SUBJECT:  Paragraph 104(15) of the Income Tax Act (the "Act") and paragraph 2800(3)(f) of the Income Tax Regulations (the "Regulations")             

This is in reply to your memorandum of June 19, 1990 concerning the use of preferred beneficiary elections.

You describe 2 situations:

Situation 1

24(1)

You inquire as to whom can elect on the 24(1). The remaindermen are all children of the testator. Does the spouse have to be alive at the April 10th year end to elect? If there are discretionary powers for the children, does the situation change?

Situation 2

This is a trust set up in 1973. The testator died on May 11th. The will allocates 60% of the revenue to the spouse and 40% of the revenue to the daughter. Both the spouse and daughter can encroach on capital.

You ask who can elect or, the capital gains?

It is your opinion that in situation 1, the allocation of the actual gains of 24(1) in the trust before the spouse's death would depend upon the wording of the will. If all the accumulating income for the benefit of the spouse up to her death, then it would appear the 24(1) should be taxed in the trust.

As for situation 2, it is your opinion that the trust is not a spousal trust and the accumulation income is accumulating for both the spouse and the daughter; hence both can elect on the capital gains.

Our Comments

Situation 1

Assuming that the trust does not specify that capital gains are income for income tax purposes, under trust law and the definition of income contained in subsection 108(3) of the Act, taxable capital gains would not form a part of the income of the trust for the purpose of subparagraph 104(4)(a)(iii) of the Act (subject to the existence of a capital encroachment power).

If capital encroachments have been made to the spouse prior to her death, it is our opinion that these payments would be considered, for the purposes of subsection 104(13) and subparagraph 104(4)(a)(iii) of the Act, to be paid first out of the taxable capital gain generated in the trust on the actual disposition of capital property by the trust. Furthermore, a designation could be made pursuant to subsection 104(21) of the Act on the spouse's final tax return. However, if no capital encroachments were made in favour of the spouse prior to her death, the capital gain realized by the trust cannot be flowed through to her final tax return.

After the spouse's death, the trust will still have its regular testamentary year-end. The will presumably provides for an immediate or future winding-up of the trust and distribution of assets to the children, who are assumed to be now both income and capital beneficiaries. The will could provide for discretionary or non-discretionary payments of income and/or capital to the children. These provisions and the exercise or non-exercise of trustee discretion will determine whether the taxable capital gain must be taxed in the trust, in the hands of the children, or in either, depending upon the powers granted to the trustees by the Will.

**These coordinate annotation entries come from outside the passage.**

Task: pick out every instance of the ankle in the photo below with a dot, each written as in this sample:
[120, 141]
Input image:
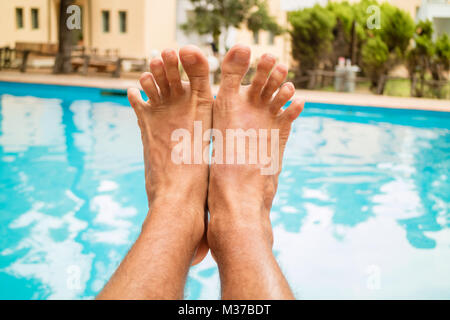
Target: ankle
[230, 232]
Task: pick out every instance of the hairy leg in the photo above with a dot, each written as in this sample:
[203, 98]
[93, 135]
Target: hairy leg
[157, 264]
[240, 195]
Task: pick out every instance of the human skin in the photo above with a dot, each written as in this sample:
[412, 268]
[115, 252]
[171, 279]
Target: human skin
[173, 234]
[239, 232]
[240, 197]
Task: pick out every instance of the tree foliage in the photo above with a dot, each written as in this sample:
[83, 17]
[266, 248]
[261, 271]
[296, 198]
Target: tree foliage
[428, 57]
[216, 16]
[311, 35]
[322, 34]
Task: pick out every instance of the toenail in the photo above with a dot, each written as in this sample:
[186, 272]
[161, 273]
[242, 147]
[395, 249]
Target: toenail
[145, 76]
[269, 57]
[189, 59]
[167, 52]
[289, 86]
[241, 56]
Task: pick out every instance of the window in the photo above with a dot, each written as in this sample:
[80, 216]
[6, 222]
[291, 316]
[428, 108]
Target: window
[105, 19]
[122, 21]
[271, 38]
[34, 18]
[256, 37]
[19, 18]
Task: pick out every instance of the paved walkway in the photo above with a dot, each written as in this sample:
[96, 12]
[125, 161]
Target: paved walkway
[368, 100]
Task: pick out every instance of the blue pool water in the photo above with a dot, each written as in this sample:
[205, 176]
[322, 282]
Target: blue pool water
[362, 209]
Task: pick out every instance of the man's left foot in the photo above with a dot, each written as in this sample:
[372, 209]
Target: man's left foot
[173, 105]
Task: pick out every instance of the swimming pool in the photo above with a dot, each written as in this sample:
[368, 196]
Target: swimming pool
[362, 209]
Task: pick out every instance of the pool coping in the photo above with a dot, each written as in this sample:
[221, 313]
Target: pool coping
[336, 98]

If the terms of the will provided for capital encroachments in favour of the children after the spouse's death, then a preferred beneficiary election could be made pursuant to subsection 104(14) of the Act with respect to the actual capital gains realized by the trust. Even though the capital gain occurred prior to the spouse's death it still occurred during the taxation year of the trust. Since the children are capital beneficiaries of the trust at the year- end of the trust, it is our opinion that a designation could also be made pursuant to subsection 104(21) of the Act to flow the character of the taxable capital gain to the children.

If no preferred beneficiary elections were made, a designation pursuant to subsection 104(21) of the Act in favour of the children can only be made if the actual capital gain can reasonably be considered (having regard to all the circumstances including the terms of the trust) to have been paid or payable to the children as of the year-end of the trust. Assuming that the trust does not specify that taxable capital gains were income for trust law purposes, and no capital encroachments in favour of the children were actually made during the period from the date of death of the spouse until the year-end of the trust, then the taxable capital gain realized by the trust must be taxed in the trust since that gain could never be paid or payable to the children pursuant to subsections 104(13) and (24) of the Act as of the year-end of the trust.

There is no practical reason to flow a deemed taxable capital gain under subsection 104(4) of the Act to a beneficiary because of the denial of the deduction to the trust pursuant to subsection 104(6) of the Act.

Pursuant to the definition of "accumulating income" in paragraph 108(1)(a) of the Act, deemed dispositions under subsection 104(4) of the Act are specifically exclude from accumulating income. Consequently, these deemed gains could never be the subject of a preferred beneficiary election.

Situation 2

In our opinion the preferred beneficiaries who can make a preferred beneficiary election with respect to the trust's accumulating income for the taxation year are beneficiaries who have a right at the end of the particular taxation year, to share in the accumulating income of the trust, either due to the power of the trustee to encroach on capital on their behalf or pursuant to the terms of the will, notwithstanding that this right could be extinguished if they should die before their interest in the trust has been vested absolutely.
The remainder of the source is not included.